Although Mrs. Scott blossomed to womanhood in Elizabethtown, and spent some of the first years of her married life there with her dashing husband, it is with a later period that she is always associated, --those lonely stretches of years when he was away on the fields of battle, and the glad time when he came home to join her for good, like Alexander, with no more worlds to conquer.

We are wont to revert to the scenes of earlier years in old age, and there are many who walked the shady streets of Elizabethtown in the days when the South's secession was being talked over who retain in their memories the picture of a tall old gentleman of commanding figure, with white locks gleaming from under his hat and an army coat thrown over one shoulder, shaking his head sadly to groups of friends at the street corners, and saying, " It will never do! It will never do!"

General Scott was very fond of society, and rarely sat down to a meal without company. During his periods of residence at Hampton Place the visitors' roll contained names representing celebrities from all over the country and abroad, who journeyed to gaze on the laurel-crowned hero. He was always very fond of the conversation of intelligent and refined women, and was especially gallant and courteous to old ladies. From the time of his young manhood, when touring abroad and meeting the aged Lady Frankland, our own Rebecca Franks, one of the Tory belles of the Meschianza, to whom his graceful compliments were so pleasing, until his death, he was a maker of pretty speeches. These were the more appreciated by their recipients, as the general opinion was that his manners were rather gruff, owing to a haughty nervous temperament which never bore contradiction with any show of compliance. A story illustrating his gallantry is related of a lady, the widow of one of his former aides, that once, on receiving the same compliment he had paid her on many occasions, --"Madam, you are as beautiful as the morning," --she smilingly replied, "Nay, general, you are a flatterer, for your sun never gets any higher or lower, --wrinkles and dim eyes go best, unfortunately, with the evening."

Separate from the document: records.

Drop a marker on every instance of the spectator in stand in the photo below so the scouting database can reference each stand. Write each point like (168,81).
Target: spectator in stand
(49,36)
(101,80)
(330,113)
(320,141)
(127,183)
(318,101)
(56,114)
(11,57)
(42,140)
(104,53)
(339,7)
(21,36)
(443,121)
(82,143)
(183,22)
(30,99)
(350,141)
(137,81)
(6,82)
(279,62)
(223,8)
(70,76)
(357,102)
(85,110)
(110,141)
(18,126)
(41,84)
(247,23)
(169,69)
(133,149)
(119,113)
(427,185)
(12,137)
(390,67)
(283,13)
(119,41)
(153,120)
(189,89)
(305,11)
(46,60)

General Scott was a loyal son of his native State, Virginia, and to a chance visitor at Hampton Place, who asked if he was born in New England, he is said to have shown the door. The lovely Virginia belles who used to adorn his balcony the last summer he spent in Elizabeth, before his retirement from the army at the outbreak of the Civil War, are still talked of by old Elizabethans. To enter his heart one only needed to talk of old Dinwiddie County, whose every product he lauded above all others. He was very fond of his horses and dogs, and quite fitting for the final words of a soldier and a true Virginian was his last whispered message to his old coachman before death robbed America of its greatest general at the West Point Hotel in the spring of 1866, -- " Peter, take good care of my horse."

Among the other distinguished occupants of Hampton Place in later years was Mr. Archibald Gracie, son of the old New York merchant of that name. The Gracies were related to the King family, of Highwood, and President Charles King of Columbia College was a warm friend and frequent visitor of General Scott. Its last owner for a number of years has been Mr. R. W. Woodward, to whose unfailing kindness and interest in its history many a frequenter of Elizabeth is indebted.